Essa reforma parcial não é dependente da meta fiscal, que foi fixada no início do ano e é dependente de receitas extraordinárias que não se materializaram. Para Jankiel Santos, economista-chefe do banco Haitong no Brasil, a hipótese de se elevar o rombo não coloca em xeque a credibilidade do ministro.

— O aumento da meta é um procedimento que já vimos no passado, mas o que ocorre hoje é muito diferente. Temos uma sinalização de controle dos gastos que não ocorria anteriormente. Essa é a diferença que o mercado vê. A revisão da meta não é porque se está gastando muito, mas porque há uma estrutura que precisa ser alterada, e as reformas não são aprovadas de forma rápida — avaliou.

 

CAPACIDADE DE NEGOCIAÇÃO

O economista Sílvio Campos Neto, da consultoria Tendências, não acredita no enfraquecimento de Meirelles. Ele afirma que o ministro tem a seu favor uma capacidade de negociação política mais eficiente do que os seus antecessores:

— Ele tem conseguido entregar conquistas importantes, na medida do possível, considerando os efeitos da crise política. Conseguiu aprovar o teto de gastos por 20 anos, renováveis por mais dez, e a reforma trabalhista. A reforma da Previdência estava encaminhada, mas a crise atrapalhou. O ministro tem também um tino político para negociar que ajuda.

Na avaliação de Julio Hegedus Neto, economista-chefe da consultoria Lopes e Filho, caso ocorra uma mudança na meta fiscal, a alteração será fruto da conjuntura econômica, e não por falta de esforço da equipe.

— A economia não está respondendo como esperado. O ajuste no Brasil é sempre feito pelo lado da receita. Cortar despesa é sempre mais complicado. O espaço de manobra é menor — disse.

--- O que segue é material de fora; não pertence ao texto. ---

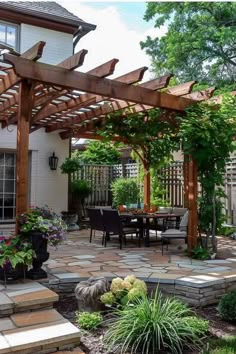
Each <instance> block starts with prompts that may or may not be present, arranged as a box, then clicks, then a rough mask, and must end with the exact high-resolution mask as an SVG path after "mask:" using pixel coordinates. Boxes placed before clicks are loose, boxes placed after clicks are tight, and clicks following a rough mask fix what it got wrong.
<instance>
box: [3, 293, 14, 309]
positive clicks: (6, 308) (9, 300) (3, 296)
mask: <svg viewBox="0 0 236 354" xmlns="http://www.w3.org/2000/svg"><path fill="white" fill-rule="evenodd" d="M13 307H14V301H13V300H11V299H10V298H9V297H8V296H7V295H6V294H4V293H3V292H1V293H0V312H1V310H7V309H11V308H13Z"/></svg>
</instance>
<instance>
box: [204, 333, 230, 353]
mask: <svg viewBox="0 0 236 354" xmlns="http://www.w3.org/2000/svg"><path fill="white" fill-rule="evenodd" d="M207 346H209V349H206V350H203V351H202V352H201V354H235V353H236V336H227V337H224V338H219V339H212V340H210V341H209V343H207Z"/></svg>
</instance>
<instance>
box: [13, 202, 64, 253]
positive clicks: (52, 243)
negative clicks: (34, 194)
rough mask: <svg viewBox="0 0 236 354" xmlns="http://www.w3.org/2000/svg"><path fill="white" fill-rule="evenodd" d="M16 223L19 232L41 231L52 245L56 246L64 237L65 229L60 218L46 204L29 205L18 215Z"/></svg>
mask: <svg viewBox="0 0 236 354" xmlns="http://www.w3.org/2000/svg"><path fill="white" fill-rule="evenodd" d="M18 223H19V227H20V232H23V233H30V232H32V231H36V232H41V233H42V234H43V237H44V238H46V239H47V240H48V242H49V244H50V245H52V246H56V245H57V244H58V243H60V242H61V241H62V240H63V239H64V237H65V232H66V229H67V227H66V224H65V222H64V221H63V220H62V218H61V217H60V216H59V215H57V214H56V213H55V212H54V211H52V209H49V208H48V206H45V207H42V208H40V207H31V208H30V209H29V210H28V211H27V212H25V213H22V214H20V215H19V217H18Z"/></svg>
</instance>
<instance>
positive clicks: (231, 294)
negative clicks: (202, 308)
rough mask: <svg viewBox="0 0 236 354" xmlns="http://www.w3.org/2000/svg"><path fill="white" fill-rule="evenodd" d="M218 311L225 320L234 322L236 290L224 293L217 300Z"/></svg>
mask: <svg viewBox="0 0 236 354" xmlns="http://www.w3.org/2000/svg"><path fill="white" fill-rule="evenodd" d="M217 309H218V312H219V314H220V317H221V318H223V319H224V320H226V321H233V322H236V290H232V291H230V292H229V293H228V294H226V295H224V296H223V297H222V298H221V299H220V302H219V305H218V308H217Z"/></svg>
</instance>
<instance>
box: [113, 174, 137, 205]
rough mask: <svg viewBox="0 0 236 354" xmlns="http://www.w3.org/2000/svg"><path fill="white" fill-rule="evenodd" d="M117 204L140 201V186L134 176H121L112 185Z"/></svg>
mask: <svg viewBox="0 0 236 354" xmlns="http://www.w3.org/2000/svg"><path fill="white" fill-rule="evenodd" d="M111 190H112V197H113V204H114V205H115V206H119V205H126V204H134V203H137V202H138V198H139V188H138V186H137V182H136V179H134V178H119V179H117V180H116V181H114V182H113V183H112V186H111Z"/></svg>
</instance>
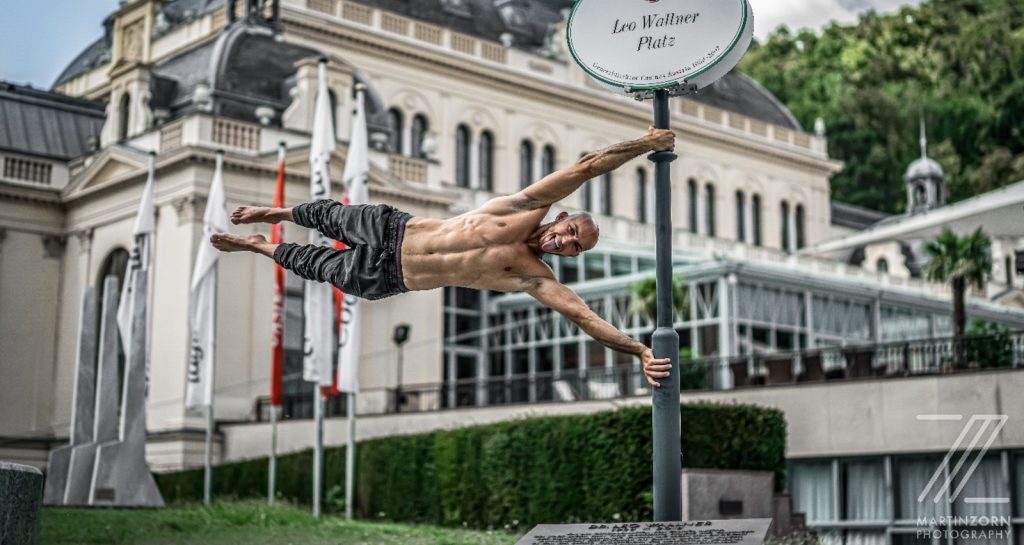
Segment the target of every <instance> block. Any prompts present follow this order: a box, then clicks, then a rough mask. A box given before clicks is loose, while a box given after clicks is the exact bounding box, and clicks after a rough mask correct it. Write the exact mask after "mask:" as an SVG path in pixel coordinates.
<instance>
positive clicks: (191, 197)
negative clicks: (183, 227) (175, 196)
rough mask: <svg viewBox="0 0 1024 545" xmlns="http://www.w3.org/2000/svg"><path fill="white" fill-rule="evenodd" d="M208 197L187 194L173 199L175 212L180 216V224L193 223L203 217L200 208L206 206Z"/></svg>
mask: <svg viewBox="0 0 1024 545" xmlns="http://www.w3.org/2000/svg"><path fill="white" fill-rule="evenodd" d="M206 201H207V198H206V197H204V196H202V195H196V194H191V195H185V196H183V197H178V198H177V199H175V200H173V201H171V206H173V207H174V212H175V213H176V214H177V216H178V226H181V225H184V224H185V223H191V222H195V221H196V220H198V219H199V218H200V217H201V214H200V212H199V210H200V208H202V207H204V206H206Z"/></svg>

Um aumento da meta fiscal tem influência apenas a curto prazo, diz Luiz Roberto Monteiro, operador da Renascença Corretora. Mas, em sua opinião, a votação amanhã, na Câmara, vai mostrar a força do governo e pode viabilizar a reforma da Previdência.

Já o presidente da consultoria Inter.B, Claudio Frischtak, avalia que a mudança na meta é uma sinalização muito ruim, dado que o país está num cenário de “emergência fiscal”. Para ele, o governo deveria criar um plano com todas as medidas possíveis para manter o déficit previsto.

— Mudar a meta deveria ser a última medida. Algumas ações poderiam ser simbólicas, como os ministros deixarem de usar jatos da FAB em seus deslocamentos. Outras têm mais efetividade, como o aumento da contribuição previdenciária dos servidores e o adiamento do reajuste dos salários do funcionalismo público — disse Frischtak.